2001’den 2014’e kadar sinomolgus makaklarıyla yapılan çalışmalarda, bu maymunlara çeşitli yollardan (burun, boğaz, ağız ve gözler) yüksek dozda H5N1 verildiğinde, genellikle hafif hastalık geliştirmiş, 49 maymundan yalnızca 2’si enfeksiyondan ölmüştü. 2023 yılındaki çalışmada ise üzerinde oynanan evrimleşmiş virüsün çok daha düşük bir dozu, maymunların yarısını öldürmüştü.
İLKEL AKLIN CAHİL CESARETİ
Bir virüsü daha kötüleştirme çalışmalarının, nasıl iyi bir bilimsel niyeti olabilir? Virüsün günahı ne, insanın niyeti bozuk.
Teknik ayrıntı çok makalede. Konunun özü anlaşılmıştır herhalde; doğanın yapısı ve dengesiyle oynamayacaksın.
Genetik bilimindeki gelişmeler, insanlığın aleyhine de kullanılıyormuş meğer. Kovid-19 ve diğer birçok virüsle neler yapılmaya çalışılıyor kim bilir? Olmayan ‘X Hastalığı’, ne çorap örecek başımıza?
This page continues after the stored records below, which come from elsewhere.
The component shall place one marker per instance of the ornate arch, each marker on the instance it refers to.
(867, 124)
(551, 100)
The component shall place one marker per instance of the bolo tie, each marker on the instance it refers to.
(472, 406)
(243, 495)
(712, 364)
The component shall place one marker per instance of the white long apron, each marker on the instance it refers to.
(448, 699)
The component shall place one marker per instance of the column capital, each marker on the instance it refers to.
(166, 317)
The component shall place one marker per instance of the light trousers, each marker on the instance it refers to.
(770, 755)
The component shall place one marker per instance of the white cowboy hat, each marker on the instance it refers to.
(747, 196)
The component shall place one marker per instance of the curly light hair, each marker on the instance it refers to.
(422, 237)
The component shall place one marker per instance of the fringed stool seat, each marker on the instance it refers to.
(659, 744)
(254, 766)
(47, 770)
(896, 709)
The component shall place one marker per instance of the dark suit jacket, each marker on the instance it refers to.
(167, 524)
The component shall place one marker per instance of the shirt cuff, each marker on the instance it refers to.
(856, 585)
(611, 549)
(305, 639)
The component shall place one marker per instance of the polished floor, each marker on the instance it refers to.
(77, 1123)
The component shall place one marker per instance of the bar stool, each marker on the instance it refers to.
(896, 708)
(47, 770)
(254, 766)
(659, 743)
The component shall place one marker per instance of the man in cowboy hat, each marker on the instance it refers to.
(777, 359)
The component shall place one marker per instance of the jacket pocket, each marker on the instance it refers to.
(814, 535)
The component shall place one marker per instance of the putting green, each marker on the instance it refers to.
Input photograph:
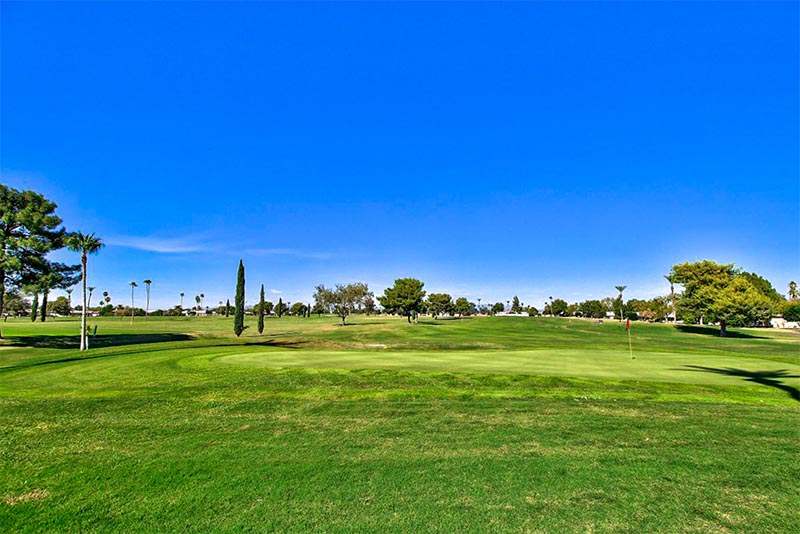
(599, 364)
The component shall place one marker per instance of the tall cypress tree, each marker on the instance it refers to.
(238, 317)
(261, 312)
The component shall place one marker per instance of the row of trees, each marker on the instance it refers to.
(29, 231)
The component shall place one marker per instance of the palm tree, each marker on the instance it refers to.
(620, 289)
(85, 244)
(134, 285)
(671, 280)
(147, 298)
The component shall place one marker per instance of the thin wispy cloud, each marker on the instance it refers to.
(289, 252)
(156, 244)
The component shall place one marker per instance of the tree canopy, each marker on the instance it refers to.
(440, 304)
(29, 229)
(720, 293)
(238, 315)
(405, 297)
(344, 299)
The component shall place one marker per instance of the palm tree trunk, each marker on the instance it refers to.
(84, 338)
(43, 313)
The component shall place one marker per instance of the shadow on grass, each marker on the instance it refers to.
(714, 331)
(765, 378)
(114, 340)
(122, 340)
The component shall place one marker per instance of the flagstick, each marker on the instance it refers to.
(630, 345)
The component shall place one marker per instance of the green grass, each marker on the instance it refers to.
(477, 425)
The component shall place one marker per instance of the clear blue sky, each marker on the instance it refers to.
(490, 149)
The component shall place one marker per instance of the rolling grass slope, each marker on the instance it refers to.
(478, 425)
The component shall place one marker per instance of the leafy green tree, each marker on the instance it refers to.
(701, 282)
(85, 244)
(740, 303)
(261, 311)
(29, 229)
(298, 309)
(319, 309)
(593, 308)
(791, 310)
(440, 304)
(35, 305)
(48, 276)
(60, 306)
(405, 297)
(463, 306)
(238, 317)
(719, 293)
(344, 299)
(559, 307)
(15, 305)
(369, 306)
(764, 287)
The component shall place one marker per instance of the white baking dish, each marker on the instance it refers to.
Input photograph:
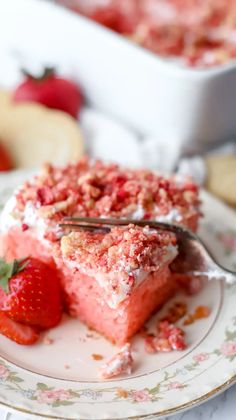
(156, 97)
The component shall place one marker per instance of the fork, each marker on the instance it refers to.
(194, 258)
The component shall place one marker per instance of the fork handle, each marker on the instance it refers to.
(220, 273)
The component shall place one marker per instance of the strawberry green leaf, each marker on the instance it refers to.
(8, 270)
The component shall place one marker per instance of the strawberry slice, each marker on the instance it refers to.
(21, 334)
(30, 293)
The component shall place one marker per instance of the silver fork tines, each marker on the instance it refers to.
(193, 258)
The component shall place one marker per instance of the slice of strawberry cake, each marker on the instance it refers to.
(113, 281)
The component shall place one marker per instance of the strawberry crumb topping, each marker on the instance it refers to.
(167, 338)
(119, 364)
(123, 249)
(94, 189)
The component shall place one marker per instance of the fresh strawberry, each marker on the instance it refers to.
(30, 293)
(5, 160)
(21, 334)
(52, 91)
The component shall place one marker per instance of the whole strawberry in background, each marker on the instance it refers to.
(50, 90)
(30, 294)
(5, 160)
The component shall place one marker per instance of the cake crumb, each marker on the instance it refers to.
(97, 356)
(199, 313)
(48, 340)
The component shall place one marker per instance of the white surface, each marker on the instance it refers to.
(222, 407)
(184, 107)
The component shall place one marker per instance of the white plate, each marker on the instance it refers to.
(60, 380)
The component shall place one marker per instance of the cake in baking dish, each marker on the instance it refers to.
(112, 281)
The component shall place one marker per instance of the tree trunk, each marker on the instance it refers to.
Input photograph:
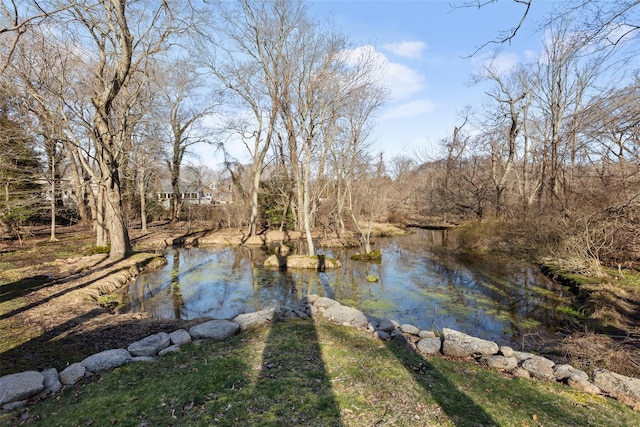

Çin’in Wuhan laboratuvarları, ABD’deki Fort Detrick biyolojik silah üssü, Ukrayna’da savaşla beraber Ruslar’ın fark ettiği ve belgeleri ele geçirdiği en büyük ilaç firmalarına ait gizli laboratuvarlar, Gürcistan’da biyolojik silah geliştiren laboratuvarlar…
Evreni ve doğayı yaratan insan sanki. Ayar ve dengeleri bozup, cehennemin kapılarını nasıl açacaklarını gösteriyorlar bize. Delirmiş zenginlik, aklın en ilkel güdüsüyle belasını arıyor; cahil cesareti!